Brian Ziebart Receives NSF CAREER Award
Congratulations to MLD alumnus Brian Ziebart for winning an National Science Foundation (NSF) CAREER: Adversarial Machine Learning for Structured Prediction award.
The NSF award abstract below describes his project:
Many important inductive reasoning problems, ranging from understanding text and images to enabling desirable robotic behavior, are structured prediction tasks. These tasks require the joint prediction of many related variables rather than independent predictions for individual variables. For example, an autonomous vehicle's lane change decisions may depend on its position and velocity estimates for nearby vehicles, its assessment of road conditions, its localization and identification of other potential obstacles on the roadway, and so on.
The goal of this NSF CAREER award project is to develop safer and more beneficial structured prediction methods. Anticipated improvements have the potential for broader impact in application areas with critical performance measures, such as healthcare and autonomous vehicle safety. This project fosters these potentials by creating multidisciplinary curriculum in data science and releasing general purpose adversarial structured prediction tools that will expose machine learning techniques to a wider audience. Additionally, the project seeks to involve undergraduates in research activities at the University of Illinois at Chicago, which is an urban institution serving a diverse student population.

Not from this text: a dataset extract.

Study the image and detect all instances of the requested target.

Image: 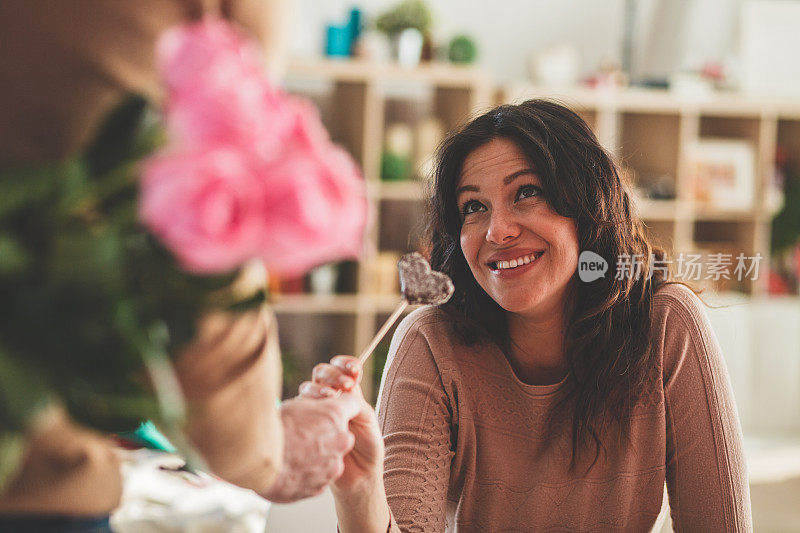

The approach pursued in this project is to perform structured prediction by making worst-case assumptions when reasoning about uncertainty. The main technical objectives of this project within the proposed adversarial structured prediction formulation are to:
(1) Provide stronger theoretical guarantees (e.g., Fisher consistency, tighter generalization bounds) than existing performance measure approximation methods;
(2) Develop scalable algorithms for solving large adversarial structured prediction problems for a range of structures and performance measures;
(3) Enable safer structured prediction when learning from training data that is generated from a different distribution than the testing data distribution; and
(4) Demonstrate the developed methods on a diverse range of tasks from natural language processing, inverse optimal control, and computer vision.